第128話 夢の続き

家に帰った一馬は、部屋に入るとそのまま椅子に座り、深いため息をつきました。ふと周囲を見回し、最近の出来事を思い返してみると、彼の頭の中にある考えが急に浮かび上がりました。


「あれ?俺って、農場を経営しに行くはずだったんだよな…」


彼はしばらくの間、手の中にあったペンを回しながら、今までの行動を振り返りました。本来の目的は農業だったはずなのに、いつの間にか町を救い、壮大な改革まで成し遂げてしまった自分に気づいて、少し苦笑しました。


「なんで町ごととんでもない改革をやってるんだ…?」


その疑問に笑いながらも、一馬は再び真剣な表情に戻りました。今度こそ、本来の目的である農場経営を実現するために、新たな計画を立てることを決意しました。そして、目をつけたのは同盟国の広大な砂漠地帯でした。砂漠を緑地化するという、まさに彼らしい壮大な夢を抱き、彼はすぐに行動を開始しました。

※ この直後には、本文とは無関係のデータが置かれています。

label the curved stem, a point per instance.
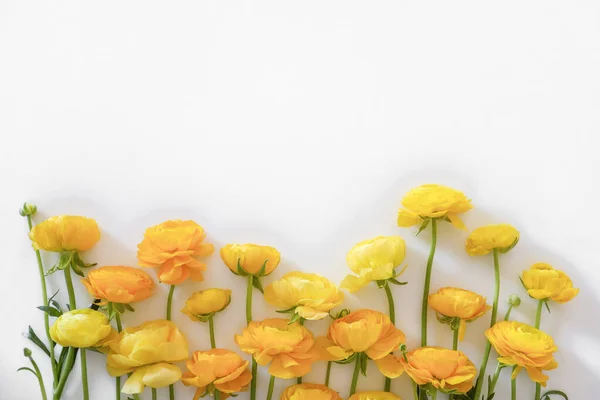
(425, 302)
(86, 391)
(38, 256)
(355, 375)
(271, 386)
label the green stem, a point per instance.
(39, 375)
(355, 375)
(271, 386)
(46, 316)
(211, 328)
(328, 373)
(86, 391)
(427, 285)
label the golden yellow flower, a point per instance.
(433, 201)
(155, 375)
(203, 304)
(374, 396)
(485, 239)
(312, 391)
(373, 260)
(173, 247)
(524, 346)
(81, 328)
(311, 296)
(218, 369)
(444, 369)
(65, 233)
(287, 347)
(119, 284)
(360, 331)
(251, 258)
(453, 302)
(544, 282)
(150, 343)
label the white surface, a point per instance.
(301, 125)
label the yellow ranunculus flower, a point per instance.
(485, 239)
(525, 346)
(433, 201)
(173, 247)
(218, 369)
(312, 391)
(81, 328)
(251, 258)
(206, 302)
(544, 282)
(360, 331)
(155, 375)
(287, 347)
(458, 303)
(150, 343)
(119, 284)
(444, 369)
(65, 233)
(373, 260)
(374, 396)
(312, 295)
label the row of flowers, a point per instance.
(147, 354)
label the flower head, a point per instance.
(287, 347)
(433, 201)
(205, 303)
(524, 346)
(450, 303)
(217, 369)
(81, 328)
(311, 296)
(173, 247)
(250, 259)
(546, 283)
(444, 369)
(485, 239)
(119, 284)
(65, 233)
(312, 391)
(360, 331)
(373, 260)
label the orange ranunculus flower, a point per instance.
(525, 346)
(452, 303)
(485, 239)
(433, 201)
(65, 233)
(313, 391)
(218, 369)
(173, 247)
(250, 258)
(444, 369)
(119, 284)
(360, 331)
(374, 396)
(546, 283)
(287, 347)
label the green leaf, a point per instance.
(36, 340)
(51, 311)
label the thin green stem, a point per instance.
(211, 328)
(427, 285)
(328, 373)
(46, 316)
(86, 391)
(355, 375)
(271, 386)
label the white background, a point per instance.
(301, 125)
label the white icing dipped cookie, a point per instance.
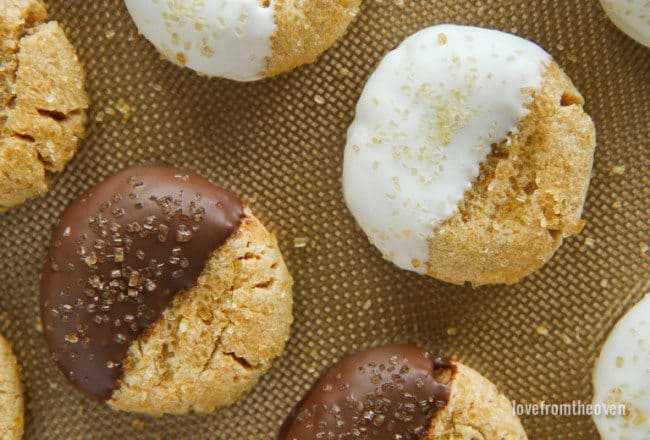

まずは、その砂漠地帯を治めている国の王に謁見することにしました。この国の名は「カラハリス王国」、その王は「サリーム・アル・マリク」という名で、その知恵と寛容さで知られる人物でした。一馬のこれまでの功績はすでに広く知られており、サリーム王も彼の来訪を快く受け入れました。


王宮での謁見の際、一馬は敬意を持ってサリーム王に感謝の意を述べました。彼の熱意と壮大なビジョンに共感したサリーム王は、その砂漠地帯を格安で貸し出すことを快諾しました。これにより、一馬は広大な土地を手に入れ、砂漠の緑地化という新たな挑戦に乗り出すことができるようになったのです。


「これで、今度こそ本来の目的を果たすんだ…」


そうつぶやきながら、一馬は早速砂漠緑化の計画を練り始めました。かつてない挑戦に胸を躍らせつつ、一馬は再び自分の足で新たな道を切り開く準備を進めていくのでした。